Categories of Performance Measures
In its first report, the panel emphasized the need for several types of measures to assess program performance: health outcome, risk status, process, and capacity (see Box 1-1 for the definitions used in that report). Some health outcomes of primary interest, such as reductions in mortality or morbidity, may be impractical to measure as indicators of program performance. The time lag between an intervention and changes in those outcomes is too great for the effects to be observable within the relatively short time frames (e.g., ranging from 3 to 5 years in the PPG proposal) used to monitor program performance. To provide a partial solution to the problem posed by long latency periods, the panel included measures of risk status as intermediate outcomes. For a risk status measure to be
Box 1-1 Categories of Performance Measures
Health Outcome: Change (or lack of change) in the health of a defined population related to an intervention, characterized in the following ways:
health status outcome: change (or lack of) in physical or mental status
social functioning: change (or lack of) in the ability of an individual to function in society
consumer satisfaction: response of an individual to services received from health provider or program
Risk Status (intermediate outcome): Change (or lack of) in the risk demonstrated or assumed to be associated with health status.
Process: What is done to, for, with, or by defined individuals or groups as part of the delivery of services, such as performing a test or procedure or offering an educational service.
Capacity: The ability to provide specific services, such as clinical screening and disease surveillance, made possible by the maintenance of the basic infrastructure of the public health system, as well as by specific program resources.
SOURCE: National Research Council, 1997:9.
appropriate, of course, there should be consensus that the result being measured is directly related to the health outcome of interest, although it is rarely possible to account adequately for all of the many confounding factors that affect the ultimate health outcome.
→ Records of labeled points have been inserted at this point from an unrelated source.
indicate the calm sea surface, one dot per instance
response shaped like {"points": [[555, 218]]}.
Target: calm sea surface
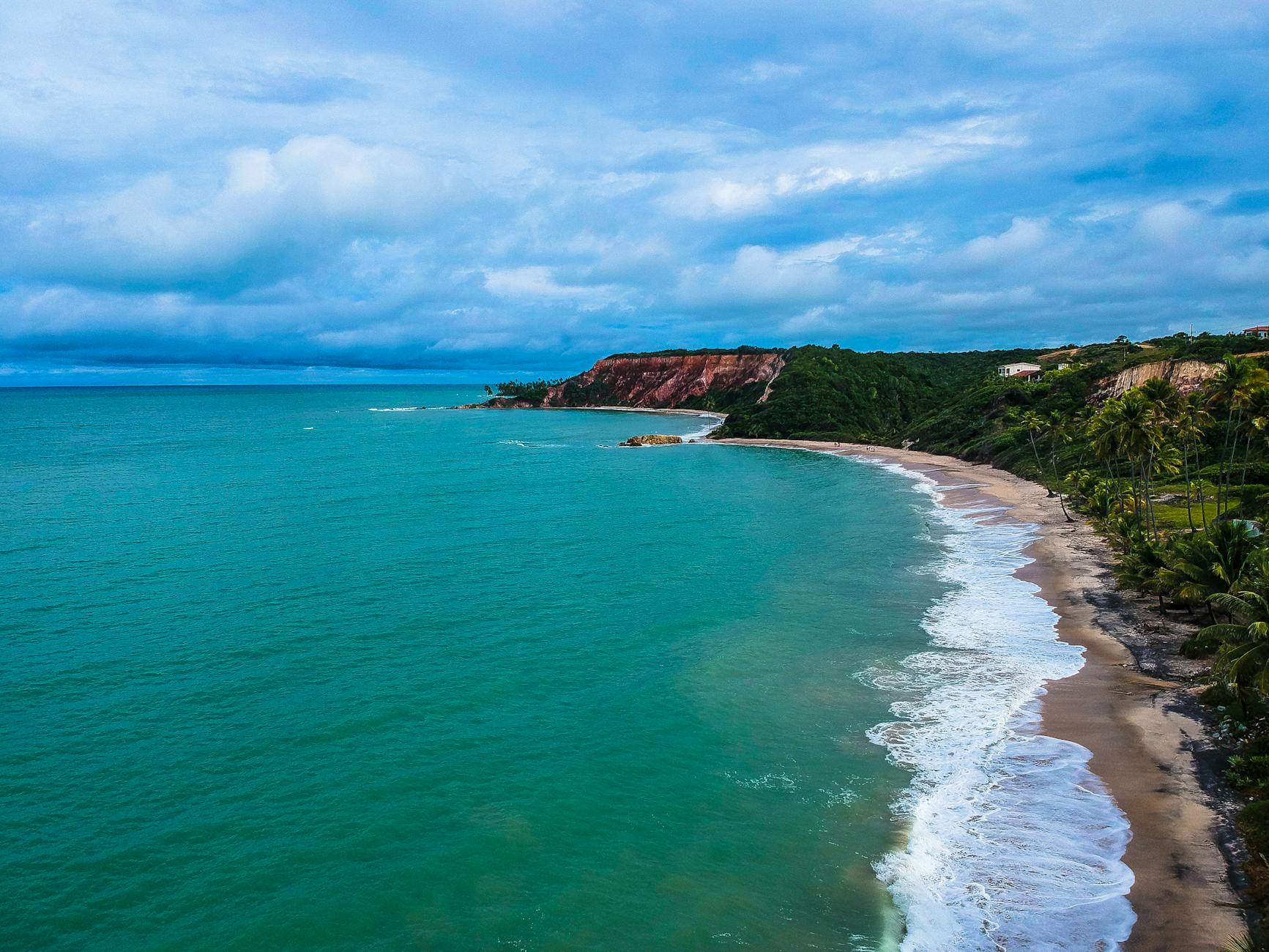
{"points": [[286, 672]]}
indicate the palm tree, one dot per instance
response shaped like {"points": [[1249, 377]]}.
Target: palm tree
{"points": [[1139, 436], [1104, 437], [1258, 415], [1211, 562], [1191, 420], [1243, 661], [1235, 379], [1142, 568]]}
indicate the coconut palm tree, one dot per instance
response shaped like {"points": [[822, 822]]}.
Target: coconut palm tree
{"points": [[1139, 436], [1235, 379], [1210, 562], [1191, 422], [1243, 659], [1142, 568]]}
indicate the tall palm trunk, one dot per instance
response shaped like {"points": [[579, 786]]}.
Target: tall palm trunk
{"points": [[1234, 452], [1189, 509], [1225, 445]]}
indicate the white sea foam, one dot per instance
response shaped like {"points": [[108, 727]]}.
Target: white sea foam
{"points": [[712, 423], [1014, 843]]}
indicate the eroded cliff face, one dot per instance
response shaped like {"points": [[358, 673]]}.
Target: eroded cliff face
{"points": [[701, 381], [1187, 376]]}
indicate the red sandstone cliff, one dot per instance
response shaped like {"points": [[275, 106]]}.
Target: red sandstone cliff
{"points": [[1187, 376], [666, 380]]}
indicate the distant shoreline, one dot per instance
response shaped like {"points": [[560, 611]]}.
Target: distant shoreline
{"points": [[1141, 730]]}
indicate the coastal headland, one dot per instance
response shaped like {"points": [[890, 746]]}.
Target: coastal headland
{"points": [[1144, 472], [1146, 737]]}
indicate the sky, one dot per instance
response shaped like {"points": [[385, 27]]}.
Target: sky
{"points": [[254, 190]]}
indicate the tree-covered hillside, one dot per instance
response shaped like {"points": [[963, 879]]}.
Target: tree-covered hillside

Similarly, process and capacity measures should have a recognized and generally accepted relationship to relevant health outcomes.
For example, a state with a goal of reducing its mortality rate from breast cancer could seek to reduce the risk of death by increasing the number of mammograms provided to women aged 50 and over. The mammography rate could then be used as a risk status measure. In addition, the state could track changes in processes (e.g., health education programs, requirements that private insurers include coverage of specific activities such as mammography or surgical treatment, and postoperative follow-up care) and elements of capacity (e.g., numbers of trained staff and facilities offering mammography screening) that are
believed to be related to the level of mortality from breast cancer. A detailed set of such measures could provide some understanding of the particular services that are available and that may be contributing to or inhibiting desired changes.
Phase I: Focus on Selection of Performance Measures
In its first report, the panel identified various outcome, process, and capacity measures that it considered suitable for federal-state performance partnership agreements under the specific grant programs for which PPGs had been proposed. The panel emphasized that these particular measures were representative examples, not a definitive or exhaustive list. Because health needs and program priorities, as well as data resources, vary among states and will surely vary over time, all of these measures will not be appropriate for every state and every future need. This is especially true for the process and capacity measures. States can pursue many reasonable strategies to improve health outcomes, and each strategy may require a different set of process and capacity measures. To illustrate the range of potential strategies and the implications for process measures for a single program goal, Table 1-1 (reprinted from the panel's first report) lists examples of strategies for reducing the incidence of tobacco smoking and process measures associated with each strategy.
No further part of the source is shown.